With the PSOE continually trailing the PP in popularity, there was comfort for the socialists in the results of an official survey by the CIS (Sociological Research Institute) carried out between July 4 and 11. It found that 36 per cent would vote PSOE, compared with 43.1 per cent for the PP, although this figure was queried by Ayllon.

Any interpretation of the CIS results required “the utmost prudence” he warned, citing last May’s local and regional polls. Not only had they demonstrated Spain’s “enormous confidence” in the PP, but their outcome consistently contradicted earlier CIS forecasts. He also questioned the “Rubalcaba effect” now that the former Interior minister and vice-president was the PSOE’s presidential candidate.  On the contrary, Ayllon declared, this should be renamed “the Rubalcaba defect.”
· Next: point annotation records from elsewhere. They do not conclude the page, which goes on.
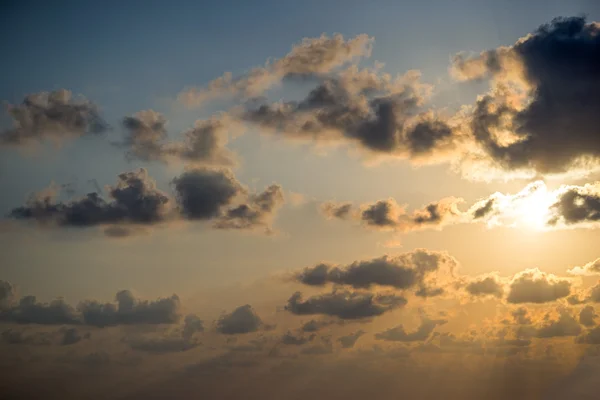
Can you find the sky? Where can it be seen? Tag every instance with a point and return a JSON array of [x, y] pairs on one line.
[[200, 197]]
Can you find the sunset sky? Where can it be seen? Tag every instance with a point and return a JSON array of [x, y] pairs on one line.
[[293, 199]]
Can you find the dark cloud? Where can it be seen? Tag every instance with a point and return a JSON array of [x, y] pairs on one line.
[[485, 286], [576, 205], [71, 336], [202, 193], [592, 336], [7, 294], [162, 345], [399, 334], [192, 324], [350, 340], [133, 200], [558, 67], [204, 144], [289, 339], [344, 304], [127, 311], [30, 311], [534, 286], [130, 311], [565, 325], [364, 108], [257, 212], [54, 115], [313, 325], [587, 316], [311, 57], [336, 210], [521, 316], [409, 270], [241, 320]]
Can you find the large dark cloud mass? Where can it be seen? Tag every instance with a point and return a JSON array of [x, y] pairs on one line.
[[344, 304], [128, 310], [557, 67], [200, 194], [420, 269], [364, 108], [241, 320], [204, 144], [54, 115], [133, 200], [311, 57]]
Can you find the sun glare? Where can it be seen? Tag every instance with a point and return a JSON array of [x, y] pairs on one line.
[[532, 211]]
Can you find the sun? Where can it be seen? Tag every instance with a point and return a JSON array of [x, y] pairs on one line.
[[533, 210]]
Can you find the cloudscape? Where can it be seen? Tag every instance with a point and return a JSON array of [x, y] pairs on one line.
[[329, 200]]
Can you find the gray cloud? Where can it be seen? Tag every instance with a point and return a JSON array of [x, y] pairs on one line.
[[192, 324], [204, 144], [71, 336], [202, 193], [133, 200], [534, 286], [162, 345], [416, 269], [485, 286], [557, 66], [129, 311], [54, 115], [257, 212], [587, 316], [344, 304], [423, 332], [311, 57], [336, 210], [350, 340], [576, 205], [241, 320]]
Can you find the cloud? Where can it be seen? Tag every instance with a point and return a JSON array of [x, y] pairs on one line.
[[241, 320], [419, 269], [535, 286], [365, 109], [576, 205], [51, 116], [30, 311], [291, 340], [130, 311], [521, 316], [422, 333], [203, 145], [7, 294], [310, 57], [192, 324], [565, 325], [544, 95], [350, 340], [257, 212], [314, 325], [485, 286], [387, 214], [336, 210], [162, 345], [202, 193], [591, 268], [133, 200], [344, 304], [71, 336], [587, 316]]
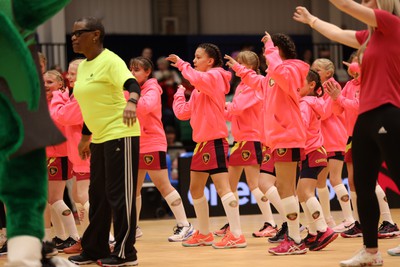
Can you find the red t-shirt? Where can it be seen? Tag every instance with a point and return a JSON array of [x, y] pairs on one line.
[[380, 79]]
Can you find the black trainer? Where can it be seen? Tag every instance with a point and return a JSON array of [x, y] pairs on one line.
[[65, 244], [280, 235], [355, 231], [81, 259], [114, 261], [49, 249]]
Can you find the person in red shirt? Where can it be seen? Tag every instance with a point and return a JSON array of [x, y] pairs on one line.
[[376, 132]]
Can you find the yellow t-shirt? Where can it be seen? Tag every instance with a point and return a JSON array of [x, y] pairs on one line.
[[99, 92]]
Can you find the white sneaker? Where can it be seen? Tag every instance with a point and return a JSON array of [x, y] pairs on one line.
[[343, 226], [363, 258], [394, 251], [139, 232], [181, 233]]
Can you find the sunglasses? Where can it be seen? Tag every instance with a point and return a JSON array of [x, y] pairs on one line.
[[78, 33]]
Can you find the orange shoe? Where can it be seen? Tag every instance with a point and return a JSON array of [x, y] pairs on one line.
[[74, 249], [198, 239], [230, 241]]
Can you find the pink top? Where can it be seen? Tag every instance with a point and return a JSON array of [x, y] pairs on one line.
[[380, 81], [60, 150], [333, 126], [312, 110], [244, 112], [65, 111], [148, 111], [283, 124], [206, 105], [348, 102]]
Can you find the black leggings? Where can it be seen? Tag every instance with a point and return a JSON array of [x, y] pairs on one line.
[[376, 138]]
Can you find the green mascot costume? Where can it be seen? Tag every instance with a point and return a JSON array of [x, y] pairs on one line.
[[26, 129]]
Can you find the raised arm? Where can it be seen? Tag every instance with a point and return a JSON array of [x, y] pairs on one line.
[[329, 30], [363, 13]]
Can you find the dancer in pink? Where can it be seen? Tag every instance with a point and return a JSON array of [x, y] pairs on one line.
[[284, 132], [205, 109], [153, 147]]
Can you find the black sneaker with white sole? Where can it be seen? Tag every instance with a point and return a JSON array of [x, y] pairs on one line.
[[114, 261], [81, 259], [280, 235]]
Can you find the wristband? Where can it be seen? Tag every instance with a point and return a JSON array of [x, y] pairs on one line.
[[132, 100]]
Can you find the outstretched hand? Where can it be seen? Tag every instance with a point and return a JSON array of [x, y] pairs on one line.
[[173, 58]]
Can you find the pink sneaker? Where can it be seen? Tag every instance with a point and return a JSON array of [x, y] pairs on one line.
[[266, 231], [222, 232], [289, 247], [198, 239], [230, 241]]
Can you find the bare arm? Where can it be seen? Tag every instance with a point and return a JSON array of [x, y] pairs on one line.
[[329, 30], [358, 11]]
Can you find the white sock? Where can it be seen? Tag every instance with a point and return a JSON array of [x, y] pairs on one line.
[[264, 206], [231, 207], [344, 201], [84, 214], [24, 251], [138, 208], [292, 212], [48, 235], [353, 198], [67, 218], [310, 221], [383, 205], [58, 225], [174, 201], [201, 209], [273, 197], [324, 200], [316, 213]]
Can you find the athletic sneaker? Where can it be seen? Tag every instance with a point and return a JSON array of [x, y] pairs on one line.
[[309, 240], [323, 239], [81, 259], [394, 251], [3, 249], [280, 235], [289, 247], [65, 244], [74, 249], [198, 239], [354, 231], [230, 241], [266, 231], [388, 230], [181, 233], [117, 261], [363, 258], [222, 231], [139, 232], [342, 227]]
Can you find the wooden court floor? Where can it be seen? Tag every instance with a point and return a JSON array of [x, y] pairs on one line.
[[154, 249]]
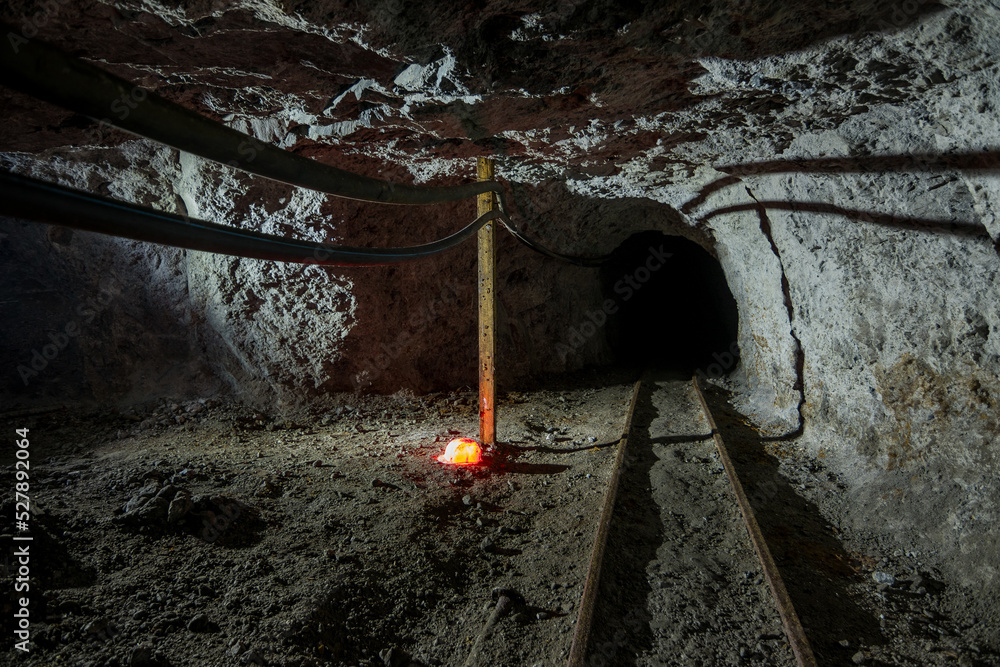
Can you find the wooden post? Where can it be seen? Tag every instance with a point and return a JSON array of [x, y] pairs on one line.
[[487, 312]]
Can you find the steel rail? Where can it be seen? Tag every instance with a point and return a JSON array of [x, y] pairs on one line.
[[581, 635], [49, 74], [36, 200], [789, 618]]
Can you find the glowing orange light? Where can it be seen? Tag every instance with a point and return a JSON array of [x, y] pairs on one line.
[[462, 451]]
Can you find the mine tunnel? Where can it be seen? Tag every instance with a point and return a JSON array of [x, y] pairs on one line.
[[397, 334], [674, 309]]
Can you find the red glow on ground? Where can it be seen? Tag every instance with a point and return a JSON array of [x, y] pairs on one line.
[[462, 451]]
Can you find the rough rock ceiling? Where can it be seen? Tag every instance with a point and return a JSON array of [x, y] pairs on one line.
[[595, 88]]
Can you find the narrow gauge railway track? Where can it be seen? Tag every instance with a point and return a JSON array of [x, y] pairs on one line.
[[596, 640]]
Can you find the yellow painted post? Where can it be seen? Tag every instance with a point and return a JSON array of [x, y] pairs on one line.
[[487, 312]]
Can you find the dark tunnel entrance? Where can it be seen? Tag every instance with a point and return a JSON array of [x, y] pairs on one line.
[[674, 308]]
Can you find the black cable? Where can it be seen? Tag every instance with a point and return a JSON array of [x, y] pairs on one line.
[[49, 74], [31, 199]]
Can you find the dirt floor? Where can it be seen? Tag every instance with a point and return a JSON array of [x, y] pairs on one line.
[[204, 534]]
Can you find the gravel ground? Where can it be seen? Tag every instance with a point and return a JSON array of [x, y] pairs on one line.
[[205, 534]]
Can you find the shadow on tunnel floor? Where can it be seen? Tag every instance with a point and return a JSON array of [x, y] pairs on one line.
[[817, 571], [621, 626]]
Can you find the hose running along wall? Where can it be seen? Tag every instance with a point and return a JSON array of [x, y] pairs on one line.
[[51, 75], [44, 202]]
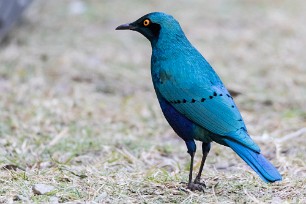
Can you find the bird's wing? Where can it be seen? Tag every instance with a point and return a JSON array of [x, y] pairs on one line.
[[212, 108]]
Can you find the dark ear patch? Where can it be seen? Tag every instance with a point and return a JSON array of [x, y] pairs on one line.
[[155, 28]]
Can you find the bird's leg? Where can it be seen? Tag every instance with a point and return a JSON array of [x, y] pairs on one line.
[[192, 185], [205, 150], [191, 146]]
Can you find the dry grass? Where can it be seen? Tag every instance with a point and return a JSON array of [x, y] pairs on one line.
[[78, 110]]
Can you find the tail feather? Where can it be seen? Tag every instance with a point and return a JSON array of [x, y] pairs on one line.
[[256, 161]]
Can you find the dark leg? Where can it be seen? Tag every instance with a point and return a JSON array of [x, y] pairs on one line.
[[205, 150], [191, 150]]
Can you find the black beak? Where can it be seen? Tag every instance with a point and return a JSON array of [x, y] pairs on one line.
[[127, 26]]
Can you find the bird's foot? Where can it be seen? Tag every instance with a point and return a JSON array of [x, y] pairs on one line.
[[196, 186], [198, 181]]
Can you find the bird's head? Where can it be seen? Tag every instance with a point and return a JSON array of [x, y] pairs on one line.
[[152, 25]]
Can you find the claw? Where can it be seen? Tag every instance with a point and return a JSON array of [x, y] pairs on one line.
[[196, 187], [197, 181]]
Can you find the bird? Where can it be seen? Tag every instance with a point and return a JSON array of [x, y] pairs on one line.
[[193, 98]]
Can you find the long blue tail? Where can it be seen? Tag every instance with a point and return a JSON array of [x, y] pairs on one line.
[[256, 161]]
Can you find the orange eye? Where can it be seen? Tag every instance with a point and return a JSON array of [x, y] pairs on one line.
[[146, 22]]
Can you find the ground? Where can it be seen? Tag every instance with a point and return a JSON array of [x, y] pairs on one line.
[[79, 113]]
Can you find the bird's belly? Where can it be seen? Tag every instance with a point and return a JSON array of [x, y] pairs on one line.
[[185, 128]]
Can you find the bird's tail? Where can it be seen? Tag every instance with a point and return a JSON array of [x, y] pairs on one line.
[[256, 161]]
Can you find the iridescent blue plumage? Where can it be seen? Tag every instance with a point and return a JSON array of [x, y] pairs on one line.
[[193, 98]]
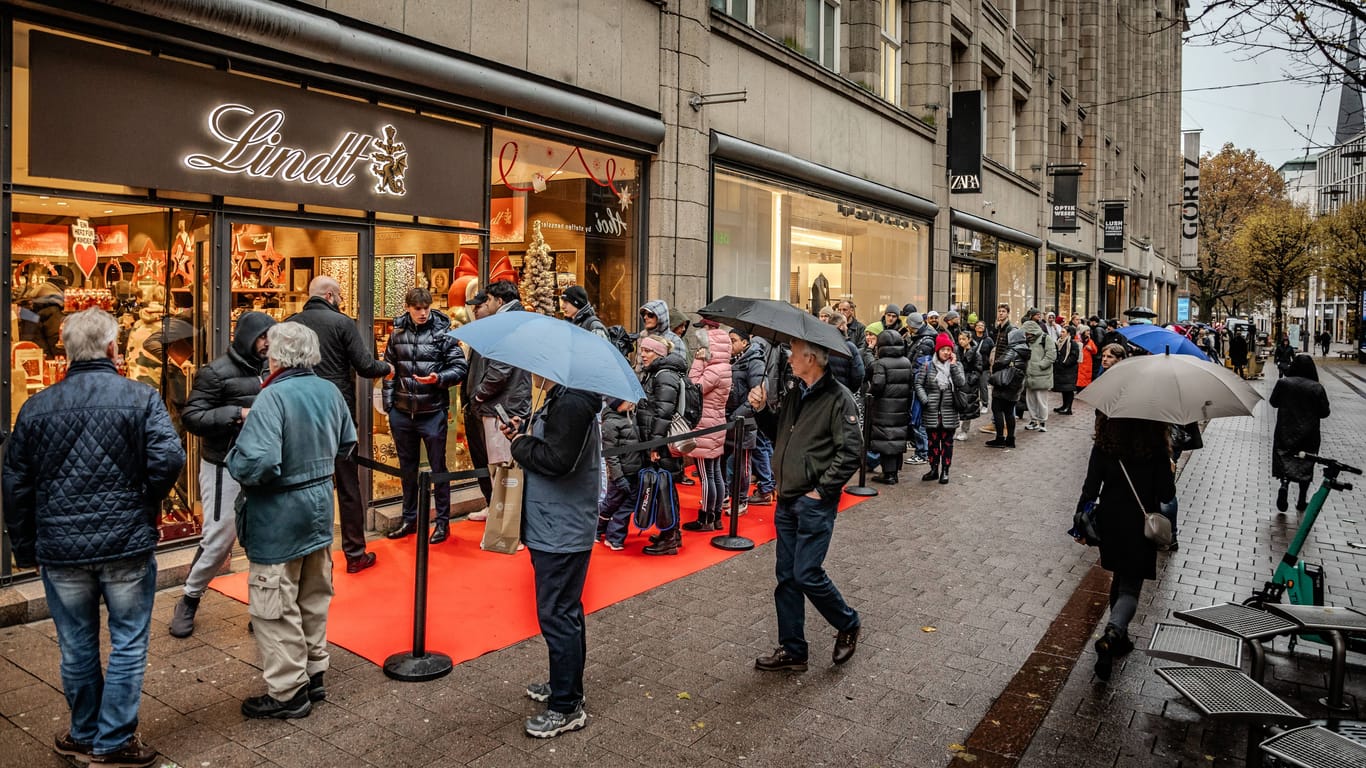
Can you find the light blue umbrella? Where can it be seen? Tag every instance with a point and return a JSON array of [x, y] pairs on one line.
[[1157, 339], [553, 349]]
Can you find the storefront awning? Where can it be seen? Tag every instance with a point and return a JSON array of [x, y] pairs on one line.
[[1068, 252], [1001, 231], [299, 33], [764, 159]]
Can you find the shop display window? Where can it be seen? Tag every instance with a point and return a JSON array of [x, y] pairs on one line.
[[810, 250], [145, 265], [563, 215]]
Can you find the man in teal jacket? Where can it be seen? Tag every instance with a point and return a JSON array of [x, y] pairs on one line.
[[284, 462]]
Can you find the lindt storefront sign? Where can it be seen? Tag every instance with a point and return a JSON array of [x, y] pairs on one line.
[[253, 144], [109, 115]]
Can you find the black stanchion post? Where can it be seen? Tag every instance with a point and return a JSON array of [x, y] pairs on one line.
[[735, 543], [420, 666], [862, 489]]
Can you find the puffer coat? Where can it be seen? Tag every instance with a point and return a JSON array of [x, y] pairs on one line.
[[1066, 366], [663, 384], [713, 376], [422, 350], [1299, 402], [940, 409], [224, 387], [1014, 354], [746, 373], [891, 388], [1042, 351], [86, 468]]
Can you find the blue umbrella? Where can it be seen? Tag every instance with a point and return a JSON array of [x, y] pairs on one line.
[[1157, 339], [556, 350]]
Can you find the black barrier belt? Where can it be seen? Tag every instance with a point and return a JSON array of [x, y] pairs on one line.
[[670, 440], [622, 451]]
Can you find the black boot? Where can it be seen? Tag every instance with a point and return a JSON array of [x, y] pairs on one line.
[[668, 544]]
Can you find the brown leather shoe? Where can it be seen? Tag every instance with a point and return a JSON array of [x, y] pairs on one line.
[[779, 660], [357, 565], [846, 644], [71, 748]]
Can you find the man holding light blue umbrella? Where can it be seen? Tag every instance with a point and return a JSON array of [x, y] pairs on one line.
[[560, 451]]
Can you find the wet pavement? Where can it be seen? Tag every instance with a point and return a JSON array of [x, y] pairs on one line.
[[973, 619]]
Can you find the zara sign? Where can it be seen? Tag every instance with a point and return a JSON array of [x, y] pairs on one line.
[[101, 114]]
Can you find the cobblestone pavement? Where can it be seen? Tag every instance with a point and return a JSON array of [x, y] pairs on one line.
[[956, 584], [1231, 539]]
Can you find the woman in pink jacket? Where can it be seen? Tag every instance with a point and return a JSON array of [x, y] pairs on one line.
[[712, 372]]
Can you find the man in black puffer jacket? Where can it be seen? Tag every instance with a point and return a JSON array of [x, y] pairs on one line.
[[219, 403], [426, 362], [343, 355], [88, 465]]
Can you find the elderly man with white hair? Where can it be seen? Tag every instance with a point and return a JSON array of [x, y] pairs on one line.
[[283, 459], [86, 469]]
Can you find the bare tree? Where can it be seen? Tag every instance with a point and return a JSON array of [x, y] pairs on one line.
[[1344, 254], [1313, 33], [1234, 183], [1279, 253]]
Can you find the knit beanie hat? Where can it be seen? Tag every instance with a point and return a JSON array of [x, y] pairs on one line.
[[654, 345], [577, 297]]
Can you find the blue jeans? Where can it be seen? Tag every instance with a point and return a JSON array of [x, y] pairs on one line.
[[761, 458], [104, 704], [615, 511], [803, 536], [410, 433]]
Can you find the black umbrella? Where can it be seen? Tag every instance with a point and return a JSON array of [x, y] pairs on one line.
[[775, 320]]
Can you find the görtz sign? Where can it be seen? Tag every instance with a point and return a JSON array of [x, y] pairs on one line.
[[108, 115]]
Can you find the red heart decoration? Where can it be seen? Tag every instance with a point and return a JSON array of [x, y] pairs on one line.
[[86, 257]]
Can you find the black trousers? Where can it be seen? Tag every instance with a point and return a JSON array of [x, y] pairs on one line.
[[478, 451], [559, 610], [346, 476]]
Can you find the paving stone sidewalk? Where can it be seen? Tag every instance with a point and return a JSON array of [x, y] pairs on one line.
[[1231, 539], [956, 585]]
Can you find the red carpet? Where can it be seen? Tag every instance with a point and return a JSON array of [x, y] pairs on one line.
[[481, 601]]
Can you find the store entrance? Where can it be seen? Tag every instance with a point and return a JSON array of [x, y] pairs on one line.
[[971, 287]]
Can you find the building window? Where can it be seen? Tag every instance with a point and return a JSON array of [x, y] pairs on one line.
[[742, 10], [812, 250], [891, 45], [823, 33]]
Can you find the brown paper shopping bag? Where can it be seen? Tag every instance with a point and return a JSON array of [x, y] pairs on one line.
[[503, 529]]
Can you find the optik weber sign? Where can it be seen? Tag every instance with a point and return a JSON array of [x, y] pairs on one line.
[[108, 115]]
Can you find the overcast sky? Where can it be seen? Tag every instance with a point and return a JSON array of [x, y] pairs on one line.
[[1277, 119]]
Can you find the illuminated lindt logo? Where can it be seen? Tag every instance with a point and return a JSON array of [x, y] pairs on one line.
[[253, 145]]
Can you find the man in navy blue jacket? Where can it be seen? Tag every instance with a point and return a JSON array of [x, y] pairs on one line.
[[86, 469]]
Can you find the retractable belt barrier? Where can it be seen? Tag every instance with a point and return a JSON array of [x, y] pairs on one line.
[[421, 664]]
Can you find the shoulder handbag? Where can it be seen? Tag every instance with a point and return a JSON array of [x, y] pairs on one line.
[[1157, 528]]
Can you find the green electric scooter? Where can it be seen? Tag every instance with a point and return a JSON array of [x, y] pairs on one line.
[[1301, 581]]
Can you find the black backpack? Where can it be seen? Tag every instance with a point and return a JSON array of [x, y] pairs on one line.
[[691, 402]]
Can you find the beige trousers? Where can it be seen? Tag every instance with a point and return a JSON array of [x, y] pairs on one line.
[[288, 607]]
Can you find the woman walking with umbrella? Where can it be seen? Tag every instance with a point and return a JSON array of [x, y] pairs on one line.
[[1299, 402], [1130, 470]]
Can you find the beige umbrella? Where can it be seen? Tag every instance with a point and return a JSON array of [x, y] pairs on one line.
[[1169, 388]]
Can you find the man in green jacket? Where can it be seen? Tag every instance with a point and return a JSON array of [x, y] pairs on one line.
[[283, 459], [816, 450]]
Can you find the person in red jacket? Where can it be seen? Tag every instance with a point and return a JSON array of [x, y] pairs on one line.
[[1086, 361]]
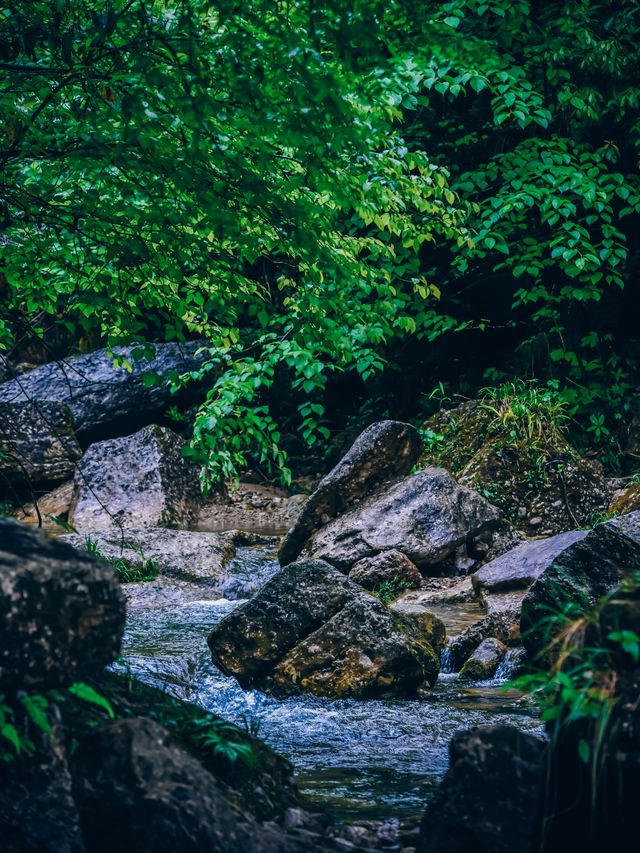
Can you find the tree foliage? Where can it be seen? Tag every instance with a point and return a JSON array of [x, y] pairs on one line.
[[313, 188]]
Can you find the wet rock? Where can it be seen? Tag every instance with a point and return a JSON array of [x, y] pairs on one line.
[[427, 516], [37, 442], [385, 450], [577, 578], [484, 661], [625, 500], [49, 509], [134, 482], [296, 602], [438, 592], [137, 790], [489, 798], [361, 652], [391, 567], [430, 625], [519, 568], [175, 553], [106, 401], [61, 612], [37, 809], [309, 628], [252, 507], [503, 626]]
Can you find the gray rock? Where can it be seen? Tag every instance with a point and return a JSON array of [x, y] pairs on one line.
[[47, 508], [431, 626], [61, 612], [580, 575], [392, 567], [484, 661], [519, 568], [427, 516], [310, 629], [102, 399], [37, 442], [385, 450], [490, 796], [251, 641], [361, 652], [37, 809], [503, 626], [134, 482], [176, 553]]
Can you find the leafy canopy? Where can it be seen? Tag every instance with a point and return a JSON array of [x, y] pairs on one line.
[[308, 187]]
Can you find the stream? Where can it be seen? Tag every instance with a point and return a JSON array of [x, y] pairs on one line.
[[356, 759]]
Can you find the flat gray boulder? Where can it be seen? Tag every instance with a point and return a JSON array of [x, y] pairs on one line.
[[103, 399], [388, 567], [384, 451], [61, 612], [137, 481], [175, 553], [519, 568], [37, 442], [428, 516], [309, 629]]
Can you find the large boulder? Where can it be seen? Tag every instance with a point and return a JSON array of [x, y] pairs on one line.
[[37, 810], [137, 790], [484, 661], [390, 567], [580, 575], [362, 652], [520, 568], [385, 450], [176, 553], [428, 516], [37, 442], [104, 400], [49, 510], [138, 481], [61, 612], [504, 626], [490, 796], [310, 629], [429, 625]]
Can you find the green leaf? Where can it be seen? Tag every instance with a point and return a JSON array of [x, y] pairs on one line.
[[88, 694]]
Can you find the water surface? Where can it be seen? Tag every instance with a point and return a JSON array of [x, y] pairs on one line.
[[373, 759]]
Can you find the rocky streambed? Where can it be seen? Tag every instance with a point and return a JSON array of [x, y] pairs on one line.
[[375, 759]]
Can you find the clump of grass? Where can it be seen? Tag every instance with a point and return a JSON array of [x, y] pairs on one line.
[[126, 571], [526, 412], [388, 591]]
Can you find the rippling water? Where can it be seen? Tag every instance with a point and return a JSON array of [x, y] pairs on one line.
[[373, 759]]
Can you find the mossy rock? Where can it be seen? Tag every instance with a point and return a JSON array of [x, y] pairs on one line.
[[542, 485]]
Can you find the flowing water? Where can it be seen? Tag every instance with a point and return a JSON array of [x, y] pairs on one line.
[[373, 759]]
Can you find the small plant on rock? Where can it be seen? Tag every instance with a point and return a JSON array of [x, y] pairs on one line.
[[126, 571], [388, 591]]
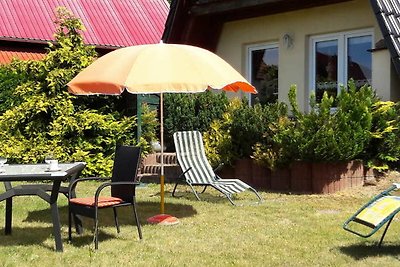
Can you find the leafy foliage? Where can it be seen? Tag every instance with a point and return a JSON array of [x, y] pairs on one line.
[[185, 112], [43, 117], [327, 134], [242, 129], [383, 150]]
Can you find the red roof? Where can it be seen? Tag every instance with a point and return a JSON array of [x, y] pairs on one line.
[[108, 22], [6, 56]]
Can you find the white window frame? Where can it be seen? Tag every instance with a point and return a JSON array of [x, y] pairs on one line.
[[249, 50], [342, 39]]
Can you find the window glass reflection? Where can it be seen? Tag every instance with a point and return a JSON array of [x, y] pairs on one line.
[[359, 60], [326, 77], [264, 75]]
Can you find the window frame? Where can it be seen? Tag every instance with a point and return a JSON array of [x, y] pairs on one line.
[[249, 68], [342, 40]]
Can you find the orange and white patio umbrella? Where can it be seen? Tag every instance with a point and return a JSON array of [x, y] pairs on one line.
[[157, 69]]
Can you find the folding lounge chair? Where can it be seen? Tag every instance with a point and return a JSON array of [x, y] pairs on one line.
[[197, 170], [377, 212]]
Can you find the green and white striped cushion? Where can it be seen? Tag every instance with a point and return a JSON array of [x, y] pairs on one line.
[[191, 155]]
But not all voters would agree with Ayllon over this. When asked by the CIS who would make the best president, 39.9 per cent named Alfredo Perez Rubalcaba against 31.9 per cent in favour of the PP leader, Mariano Rajoy.

Only 2.5 per cent said that Rajoy inspired confidence, compared with 5.9 per cent for Rubalcaba.  Rubalcaba also consistently outscored Rajoy on openness to dialogue, efficiency, negotiating capacity and understanding of Spain’s problems.